Прихватив один не полный мешок, нырнул в глубину. Постоянные спазмы мешали нормальному погружению. В дополнение ко всему на запах крови собрались сотни гистамин-прилипал. Превозмогая боль и слабость, все же мне удалось оторваться от преследователей, но навстречу, будто по сигналу, двигалась туча собратьев.
Гистамины – это прозрачно-розовые черви, голова имеет ротовое отверстие с тремя толстыми губами, челюстей нет, после рта сразу горло. Тело длинною чуть больше ладони, толщиной в три пальца плавно переходит в длинный хвостик-жгутик с мелкими зубчиками, и все это заканчивал хвостовой плавник. Они все время норовят прилипнуть к медузам, присасываясь мощными губами, прорывают кожу и проникают внутрь. В полости живота окукливаются, питаясь плотью носителя, стараясь переродиться и выйти из кокона сияющей огненно-рыжей саламандрой, но в случае с медузой у них что-то не получалось. Они прилипают ко всем, у кого кожа нежная и тонкая. Любимая жертва –раненая. Прилипая к открытой ране, вокруг рта отращивают коготки-крючки, которые надежно закреплялись на теле. Носитель, медленно умирая, носит паразита-куколку. Порой они пробуют проникнуть в анальное отверстие афалии, но, не имея скелета и мощной мускулатуры, их стремление равняется нулю. Случаи все же бывают, но это, скорее, исключение, чем закономерность. Это больше всего относится к богатым, островным афалиям, которые могут заниматься сексом, но они на глубины и не погружаются, если только ради экстрима.

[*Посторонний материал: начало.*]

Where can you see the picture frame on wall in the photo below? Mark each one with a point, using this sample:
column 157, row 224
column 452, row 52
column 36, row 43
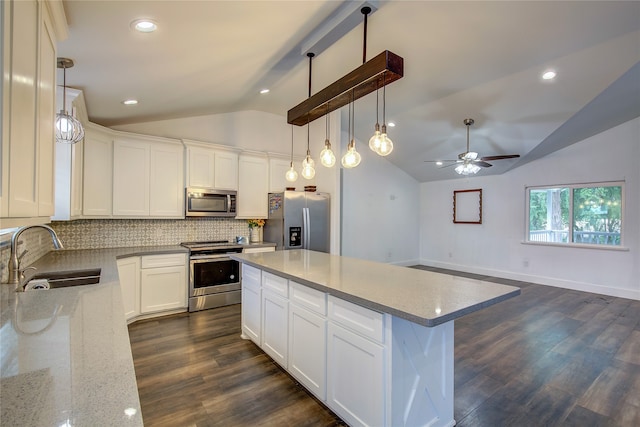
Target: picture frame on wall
column 467, row 206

С трудом отбиваясь от прилипал, отрывая их на ходу, дотянул до пещеры. В глазах мутнело, наступала стадия коматоза. Вот передо мной и земля появилась, цветущая, с благоухающей травой, и я вылезаю из речки, облепленный тиной, стряхиваю все на песок. Меня ласкает ветерок. Мотылек, вспорхнув с цветка, присел мне на колени, затем перелетел выше… Судорожная дрожь в теле, как от соприкосновения с Валеркой, заставляет лечь и раскинуть конечности. В ноздри ударяет запах чужого тела. Ноги немеют, стон экстаза вырывается из груди. Вдруг спазм живота возвращает меня из блаженства в состояние нестерпимой боли. Просыпаюсь в пещере, вода кипит преследователями, вокруг на камнях валяются раздавленные сородичи. Едва успеваю ухватиться за кончик хвоста гистамина, хорошо, что он еще не успел его отбросить, и вырываю его из себя, от боли теряя сознание.
. . .
Вернулся на ферму через цикл вполне здоровым. После краткого выдуманного объяснения мы принялись претворять план по доставке кислорода в действие. Приобрели кубовый мешок, переместились в грот, но как загнать в резиновый мешок воздух, никто не подумал. Я лазил внутрь, растягивал, но пока вылезал, воздух выходил следом. Фермер пытался надуть кубометр, потом бросил занятие: до мозгов дошло, что в мешок попадала половина его СО2. Растянули, поскользнулись и сошлись лбами. В конце концов вставили распорки из ребер саламандры (хорошо, что не выкинул). Но на этом мучения не закончились, вытолкнуть шар вниз под карниз не хватало собственного веса. Пришлось снова посетить базар и выложить круглую сумму на жестяную десятиметровую трубу.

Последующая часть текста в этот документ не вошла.